Marriage is a picture of Jesus’ covenant-keeping love for His bride. The radicalness of the love of Christ is pictured many ways – Jesus’ death on the cross for hell-bent sinners being number one.
The prophet Hosea is directed by God to marry a prostitute who then commits adultery, yet Hosea remains with and redeems his bride. This is a picture of God’s love for his adulteress people. In response to repeated adultery God responds with, “I will love them freely” (Hosea 14:4) and “They shall return and dwell beneath my shadow” (Hosea 14:7) Human marriage is meant to be a reflection of the love God has for His people. We traditionally state this level of commitment in our vows when we say, “for better, for worse, in sickness and in health… from this day forward until death do us part.” These words reflect the commit of Christ to his church – “while we were yet sinners, Christ died for us.” Reflection on our repeated failure and the unrelenting love of God and understanding that human marriage is meant to reflect this kind of love should enable us to understand God’s statement “I hate divorce.” Marriage is meant to demonstrate the unconditional love of God by showing a love that endures all things. When a couple divorces, it destroys the picture of Christ’s convent-keeping love that loves us despite all our sin – even adultery. Because of this, I do not believe that Matthew 5:32 teaches that adultery is an acceptable reason for divorce. Luke 16:18 says “Everyone who divorces his wife and marries another commits adultery.” That is the principle. Matthew adds “except on the ground of sexual immorality.” One possible explanation for this is that the one who divorces his wife causes her to commit the sin of adultery except in the case where adultery has already been committed. In that case, of course, the divorce did not cause the adultery, as it had already been committed. Bottom line is that God’s commitment to His people is extreme – enduring every obstacle so too should our commitment be to our spouses.

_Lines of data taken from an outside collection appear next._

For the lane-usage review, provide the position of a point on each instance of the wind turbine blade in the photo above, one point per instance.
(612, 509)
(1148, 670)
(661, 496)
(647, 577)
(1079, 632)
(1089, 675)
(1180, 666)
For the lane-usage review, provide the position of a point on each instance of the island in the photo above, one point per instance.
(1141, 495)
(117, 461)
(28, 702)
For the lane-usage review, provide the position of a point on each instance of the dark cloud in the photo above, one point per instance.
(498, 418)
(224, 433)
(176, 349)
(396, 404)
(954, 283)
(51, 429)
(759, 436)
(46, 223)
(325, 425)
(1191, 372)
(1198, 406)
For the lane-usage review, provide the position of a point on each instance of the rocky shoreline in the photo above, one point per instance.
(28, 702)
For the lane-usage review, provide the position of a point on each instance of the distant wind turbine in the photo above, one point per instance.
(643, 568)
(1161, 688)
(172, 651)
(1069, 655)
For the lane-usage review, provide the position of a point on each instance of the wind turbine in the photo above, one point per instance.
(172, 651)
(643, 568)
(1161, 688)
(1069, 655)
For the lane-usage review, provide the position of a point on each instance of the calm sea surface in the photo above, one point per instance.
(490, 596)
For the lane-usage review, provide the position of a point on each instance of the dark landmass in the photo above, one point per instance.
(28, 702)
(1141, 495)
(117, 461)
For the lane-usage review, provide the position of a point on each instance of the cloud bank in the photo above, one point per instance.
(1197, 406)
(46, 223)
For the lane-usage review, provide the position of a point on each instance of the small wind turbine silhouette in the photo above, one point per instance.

For the already divorced, it is not the unpardonable sin. It is not only forgivable it is redeemable. God can and does use sinners. His grace is able to cover our failures. He is able to let the light of the Gospel shine through the cracks of our “broken pot” lives. For those struggling, God is able and desiring that your marriage is reconciled to properly reflect His own love. Don’t despair of His grace. The road to which you are called may not be easy, it may even call for a time of separation from your spouse. You may be called to demonstrate how God loves the unlovable, but He is able to strengthen you to that task. Perhaps God may use your steadfast love for your spouse to win their hearts and demonstrate the love of God to those around you.